Design and Implementation of a Control Strategy for a Dynamic Organic Rankine Cycle‐Based Power System in the Context of Industrial Waste Heat Recovery

Abstract

Transient thermal waste heat sources, such as solar energy, industrial waste heat, and ship exhaust heat, pose significant challenges in terms of their reuse in other processes. Therefore, ensuring the safe and efficient design and operation of the organic Rankine cycle (ORC) system for these heat sources is imperative. Comprehending the ORC system's dynamic characteristics is necessary to formulate suitable control strategies.

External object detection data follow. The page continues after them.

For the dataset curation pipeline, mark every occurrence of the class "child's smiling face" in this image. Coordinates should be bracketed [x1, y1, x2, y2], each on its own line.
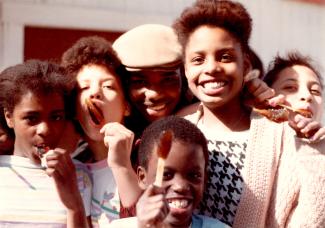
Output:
[129, 70, 181, 122]
[142, 139, 206, 226]
[185, 26, 248, 108]
[6, 92, 66, 164]
[272, 65, 323, 121]
[76, 64, 127, 141]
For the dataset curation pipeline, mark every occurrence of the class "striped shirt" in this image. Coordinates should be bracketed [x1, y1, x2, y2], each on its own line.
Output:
[0, 155, 91, 228]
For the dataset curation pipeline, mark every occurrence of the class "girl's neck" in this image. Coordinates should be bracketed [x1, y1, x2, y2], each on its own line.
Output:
[87, 139, 108, 161]
[201, 98, 250, 132]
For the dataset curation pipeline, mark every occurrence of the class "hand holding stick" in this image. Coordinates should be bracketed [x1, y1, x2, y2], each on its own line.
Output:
[154, 130, 173, 187]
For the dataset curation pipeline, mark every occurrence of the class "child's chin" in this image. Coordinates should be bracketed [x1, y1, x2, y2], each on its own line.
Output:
[166, 208, 193, 227]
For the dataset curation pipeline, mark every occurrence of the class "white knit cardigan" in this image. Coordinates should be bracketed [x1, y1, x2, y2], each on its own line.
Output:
[185, 107, 325, 228]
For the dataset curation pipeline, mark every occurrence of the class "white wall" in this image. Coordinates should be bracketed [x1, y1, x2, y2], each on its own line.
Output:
[0, 0, 325, 70]
[0, 0, 325, 122]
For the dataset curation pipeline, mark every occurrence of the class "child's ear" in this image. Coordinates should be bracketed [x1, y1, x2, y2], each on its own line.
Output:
[124, 102, 131, 116]
[137, 166, 148, 190]
[3, 109, 14, 128]
[244, 54, 253, 75]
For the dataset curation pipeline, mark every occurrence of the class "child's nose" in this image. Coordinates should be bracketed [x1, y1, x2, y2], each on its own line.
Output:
[205, 59, 221, 74]
[90, 86, 101, 99]
[300, 89, 313, 102]
[172, 180, 190, 192]
[145, 87, 161, 100]
[37, 122, 50, 136]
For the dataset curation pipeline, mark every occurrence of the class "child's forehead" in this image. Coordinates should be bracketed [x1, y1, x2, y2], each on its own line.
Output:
[150, 139, 205, 166]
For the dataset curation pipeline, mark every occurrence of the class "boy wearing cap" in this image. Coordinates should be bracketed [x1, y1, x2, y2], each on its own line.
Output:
[113, 24, 189, 137]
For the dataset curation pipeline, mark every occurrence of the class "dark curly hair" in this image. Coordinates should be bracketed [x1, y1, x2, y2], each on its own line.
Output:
[0, 60, 76, 114]
[173, 0, 252, 52]
[138, 116, 209, 169]
[61, 36, 123, 76]
[263, 51, 324, 89]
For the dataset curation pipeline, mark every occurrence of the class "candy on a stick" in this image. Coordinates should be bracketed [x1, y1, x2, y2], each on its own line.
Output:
[85, 98, 104, 125]
[154, 130, 173, 187]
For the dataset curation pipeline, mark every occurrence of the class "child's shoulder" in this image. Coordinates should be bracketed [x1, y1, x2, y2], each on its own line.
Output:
[108, 217, 138, 228]
[176, 102, 200, 117]
[191, 214, 230, 228]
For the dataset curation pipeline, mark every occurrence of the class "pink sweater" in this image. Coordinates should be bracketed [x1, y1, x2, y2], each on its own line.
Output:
[185, 105, 325, 228]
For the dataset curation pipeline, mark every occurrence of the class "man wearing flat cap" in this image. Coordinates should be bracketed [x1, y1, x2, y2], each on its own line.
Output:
[113, 24, 187, 127]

This article undertakes a comprehensive review of previous studies on dynamic modeling and control of the ORC system and discusses the prevalent dynamic modeling methodologies, the challenges frequently encountered in dynamic simulations, and a range of control strategies. This article comprehensively analyzes the overall control strategies used by ORC systems. Additionally, the energy conversion systems utilized in ORC are depicted in detail. Furthermore, using model predictive control in a simulation study allows for investigating various components’ disturbance and dynamic characteristics within the ORC system. These components include the expander, pump, condenser, and evaporator using setpoint tracking. Ultimately, this analysis aims to optimize the performance of the ORC cycle. The findings indicate that the utilization of superheating in the working fluid is the most effective method for achieving maximum power generation in an ORC system.